I'm not trying to justify the system overall, but please don't take a $150k bill at face value, if you can't reasonably afford to pay it.
I asked the hospital who the anesthesiologist would be and they said they had no way of knowing because you use whoever is on duty when you give birth.
So there was literally no way to figure out if all of the birth would be covered. And it turns out, the anesthesiologist that happened to be working that day was not accepted on our plan. They billed us for $4k (even though he botched the epidural, causing us to need an emergency c section.)
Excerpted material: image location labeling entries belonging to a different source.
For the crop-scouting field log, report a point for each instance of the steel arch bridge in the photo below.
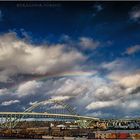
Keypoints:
(56, 110)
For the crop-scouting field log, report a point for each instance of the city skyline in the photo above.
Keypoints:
(84, 53)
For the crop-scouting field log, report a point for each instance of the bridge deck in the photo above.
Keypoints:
(44, 115)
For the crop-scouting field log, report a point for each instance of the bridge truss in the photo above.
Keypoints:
(51, 109)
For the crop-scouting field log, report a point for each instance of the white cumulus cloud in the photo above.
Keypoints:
(7, 103)
(20, 57)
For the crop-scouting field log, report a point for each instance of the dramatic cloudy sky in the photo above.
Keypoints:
(86, 53)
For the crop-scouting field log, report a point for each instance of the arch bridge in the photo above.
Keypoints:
(53, 109)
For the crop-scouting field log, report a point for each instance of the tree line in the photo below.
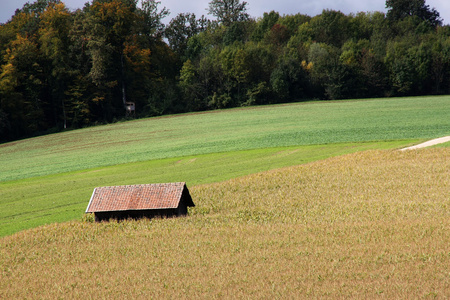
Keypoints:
(69, 69)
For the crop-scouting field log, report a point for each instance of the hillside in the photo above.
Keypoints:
(50, 179)
(311, 123)
(364, 225)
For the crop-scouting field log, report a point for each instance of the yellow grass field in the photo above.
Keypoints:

We had to decline to pay it a few times before they said they would work it out and accept the lower amount from our insurance.
That's why I got hospitalization-only insurance as soon as Trump allowed it... Obama-care was a joke... except for the pre-existing condition clause, maybe.
The whole point of requiring everyone to get insurance is so that you don't have just the sickliest and oldest people getting insurance. Insurance is meant to spread the risk amongst everyone who pays premiums.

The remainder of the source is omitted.